Decenas de niños hacen cola frente a un edificio próximo a la iglesia de San Ildefonso, en la barriada ceutí de El Príncipe. Buscan un bolígrafo y un pequeño trozo de papel para escribir su nombre, su edad y algún teléfono de contacto. Son los datos con los que los propios vecinos están intentando identificar a los menores migrantes que continúan fuera del sistema de protección.
La Asociación de Vecinos de El Príncipe puso en marcha hace dos días este registro improvisado ante la llegada constante de niños y adolescentes a sus calles. La lista roza ya el millar de nombres y se guarda como se puede, en papeles almacenados dentro de cajas, mientras la organización espera la ayuda prometida por Cruz Roja para ordenar toda la información.
"La mayoría son del 2009", explica una de las vecinas que participa en la iniciativa. Muchos tienen 16 o 17 años, aunque entre quienes buscan ayuda también hay niños de menor edad que cruzaron la frontera sin sus familias.
El registro vecinal permite saber quiénes son y dónde se encuentran, pero carece de cualquier valor administrativo. La identificación oficial, la comprobación de la edad y la protección de cada menor corresponden a las autoridades. Mientras esos trámites avanzan, numerosos jóvenes siguen durmiendo en la calle, en las inmediaciones de las naves de El Tarajal o dentro de las casas de familias del barrio.
El barrio abre sus casas
Los vecinos llevan casi una semana repartiendo agua, ropa y comida. Algunas familias han acogido a menores junto a sus propios hijos porque las instalaciones preparadas por la Ciudad estaban completas. En los portales se cocinan grandes ollas de cuscús, lentejas y guisos que después se distribuyen entre quienes recorren la barriada buscando ayuda.
Una de las residentes, Raiba, tiene a dos jóvenes durmiendo en su vivienda. "Ya he descongelado todo lo que tenía de reserva de comida, no me queda ni un pollo", cuenta después de varios días atendiendo a quienes han llegado hasta su calle.
La movilización ofrece una imagen alejada del estigma que acompaña desde hace años a El Príncipe.
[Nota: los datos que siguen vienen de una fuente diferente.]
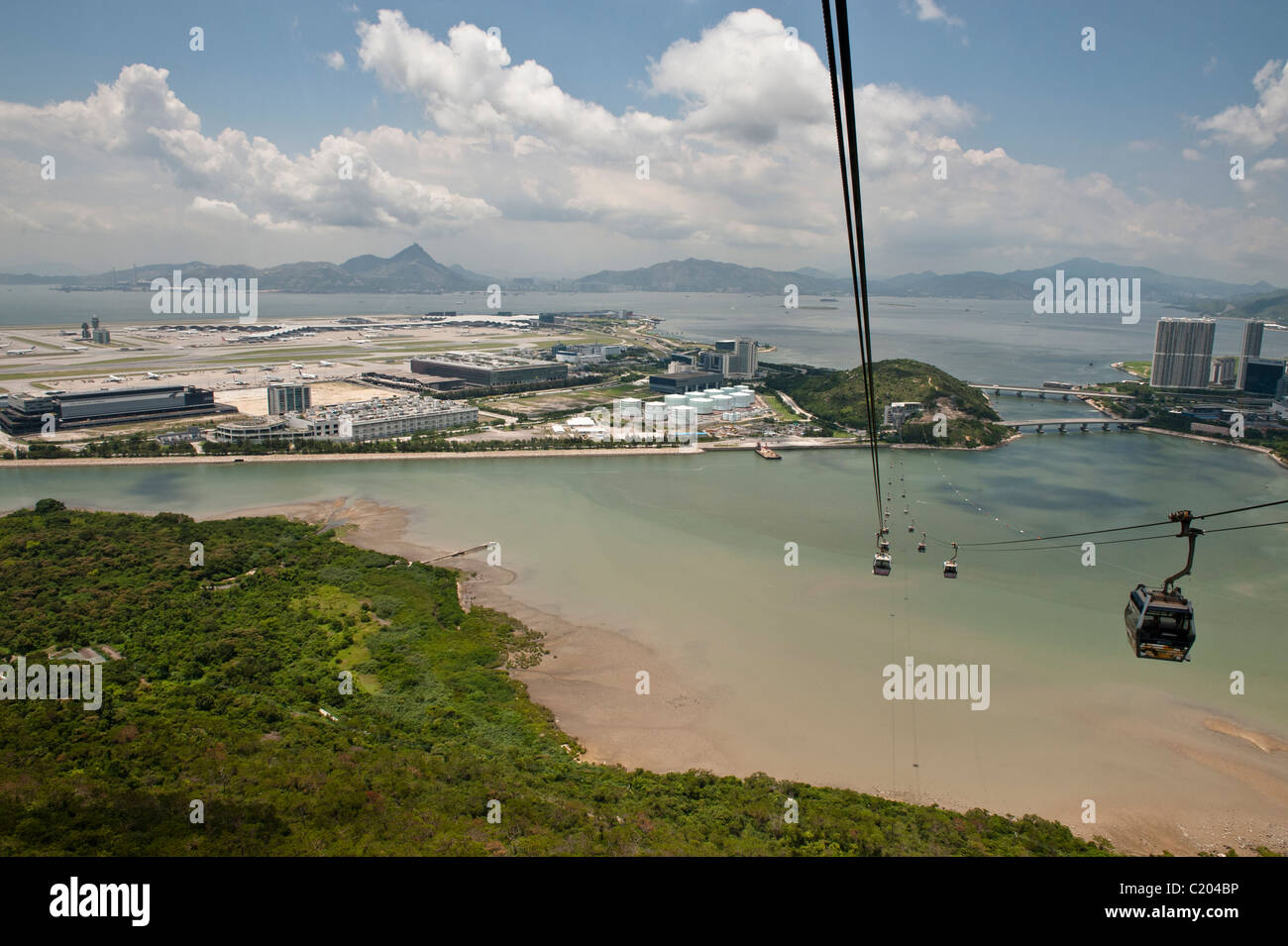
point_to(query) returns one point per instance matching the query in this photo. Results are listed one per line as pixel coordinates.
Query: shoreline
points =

Uno de los barrios más empobrecidos y señalados de Ceuta está asumiendo con recursos propios una parte de la emergencia que las administraciones todavía no han conseguido encauzar.
Los habitantes recuerdan una situación parecida durante la crisis migratoria de 2021, cuando también acogieron temporalmente a menores antes de su traslado a centros de la Península. Esta vez, la dimensión resulta mucho mayor. Alrededor de 72.000 personas cruzaron hacia Ceuta durante la entrada masiva de la semana pasada y cerca de 70.000 ya han regresado a Marruecos.
Las autoridades calculan que unas 2.500 personas permanecen todavía en la ciudad. El Gobierno ceutí sitúa en torno a 1.100 el número de menores llegados antes y durante la crisis, aunque la cifra continúa cambiando a medida que aparecen jóvenes que estaban durmiendo en casas, playas, cementerios o espacios industriales.
Ceuta multiplica por 38 su capacidad
Ceuta atendía oficialmente a 862 menores el pasado lunes y ya preveía superar el millar. Su capacidad ordinaria está fijada en apenas 29 plazas, por lo que el sistema soporta ahora alrededor de 38 veces el número de menores para el que fue diseñado.
La Ciudad acondiciona una construcción industrial y otra nave en el polígono de El Tarajal para ampliar los alojamientos provisionales. También ha comenzado a preparar los expedientes necesarios para trasladar menores a otras comunidades mediante el mecanismo aprobado en 2025 para las situaciones de contingencia migratoria.
El Gobierno central ha destinado 25 millones de euros extraordinarios a Ceuta y reclama que las comunidades cumplan el reparto obligatorio. La normativa permite derivar menores desde los territorios que triplican su capacidad ordinaria una vez completada la identificación individual y estudiada la situación de cada niño.
Ese procedimiento necesita tiempo y la asistencia inmediata continúa recayendo en buena medida sobre El Príncipe. Las cajas con casi mil nombres siguen llenándose mientras los vecinos buscan comida, camas y bolígrafos para los menores que llegan cada día hasta la iglesia de San Ildefonso.